The first "Hellraiser" movie I ever saw. "Inferno" left me scarred and
disturbed. The whole experience of watching the film was that of sheer
terror that grows with each passing minute. Now after having seen all
of the movies, read the novel and becoming accustomed the Hellraiser
mythos I recently got a chance to watch it again. To see if my opinion
on this fifth sequel changes. It didn't.
Yes "Inferno" does not follow the ideas established by Clive Barker in his novel "Hellbound Heart" which is the basis for the Hellraiser series. And yes it basically uses the status of Pinhead as a horror icon to draw an audience. But I'll be damned if I say that it is a bad film for just those reasons. "Inferno" is in fact a well constructed, technically superb sequel with an interesting plot and characters.
The film centers on Joseph Thorne played by Craig Sheffer. A brilliant but corrupt detective who during a homicide investigation comes into the possession Lemarchand Configuration. He opens the box and then it begins. Reality for Thorne soon turns into a nightmare that grows more and more powerful as his investigation leads him towards a mysterious figure known only as The Engineer.
"Inferno" explores the possibilities of redemption. Sheffer's character is certainly a very flawed individual and he knows it. But his determination to solve the case and hopefully save a human life is in his mind the path to redeeming himself, in front of his own eyes, his family, and those around him. Sheffer delivers a convincing performance which greatly helps in solidifying the idea. Other members of the cast include Nicholas Turturro playing Thorne's naive and honest partner Tony Nenonen, James Remar as a doctor Paul Gregory a psychiatrist and good old Doug Bradley once again playing his iconic role as the rational sadistic demon, Pinhead.
Visually speaking "Inferno" is as impressive as the first two "Hellraiser" movies.
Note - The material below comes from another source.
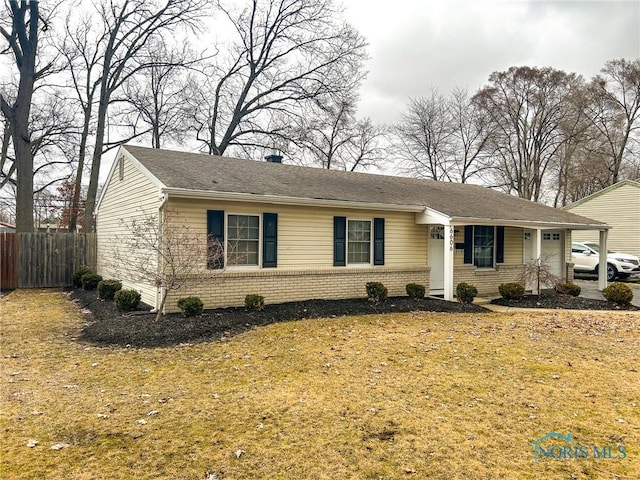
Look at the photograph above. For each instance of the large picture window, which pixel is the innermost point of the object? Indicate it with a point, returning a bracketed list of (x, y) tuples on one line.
[(483, 245), (243, 240), (359, 241)]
Gone are the b-movie quality effects and Cenobite designs which played part in the failure of the third and fourth films. Pinhead's image is not overused and he only appears during the final portion of the film when the nightmarish atmosphere is at it's highest. Delivering the final crucial blow to Thorne's broken psyche. The new cenobites are freakishly well done, and cleverly fit in to the movie's psychological character driven plot.
Severely underrated Scott Derrickson directed a great horror film that leaves strong a impression. Like a never-ending nightmare it keeps you constantly on the edge, expecting the unexpected.